In the opening of his 1951 short story, Bradbury makes the unusual choices of using several infinitive verb phrases ("to enter . . . to put . . . to step") and second person point-of-view ("you, your") to begin the characterization of Mr. Leonard Mead, though he does then switch to third-person ("he").
In the story's first paragraph, second sentence, Bradbury writes a lengthy, complex sentence of seventy-one words to build the momentum of Leonard Mead's walks.
Bradbury employs an extended metaphor in describing the cold air in Mead's lungs "like a Christmas tree" with the lights going on and off and the branches filled with snow, and a simile in describing Mead's "shadow moving like the shadow of a hawk in midcountry."
Bradbury personifies the illumination from a police car as "a fierce white cone of light" and there is a bit of ironic humor that follows when the robotic policeman's voice asks Leonard Mead's profession and then dismisses it as "no profession" when he identifies himself as a writer.

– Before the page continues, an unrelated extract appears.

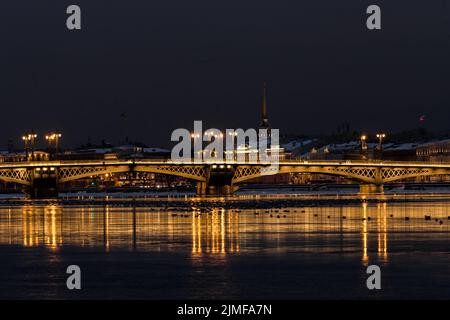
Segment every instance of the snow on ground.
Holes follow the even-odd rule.
[[[314,140],[312,140],[312,139],[308,139],[308,140],[294,140],[294,141],[291,141],[289,143],[285,143],[285,144],[281,145],[281,147],[283,147],[287,151],[292,151],[294,149],[301,148],[301,147],[304,147],[304,146],[306,146],[308,144],[311,144],[313,141]]]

The story is developed with the unusual technique of rhetorical questions to communicate Leonard Mead's thoughts since for most of the story, he doesn't converse. As he passes the lighted houses, he asks "time for a dozen assorted murders? A quiz? A revue? A comedian falling off the stage? Was that a murmur of laughter from within a moon-white house?" though there is no one to answer.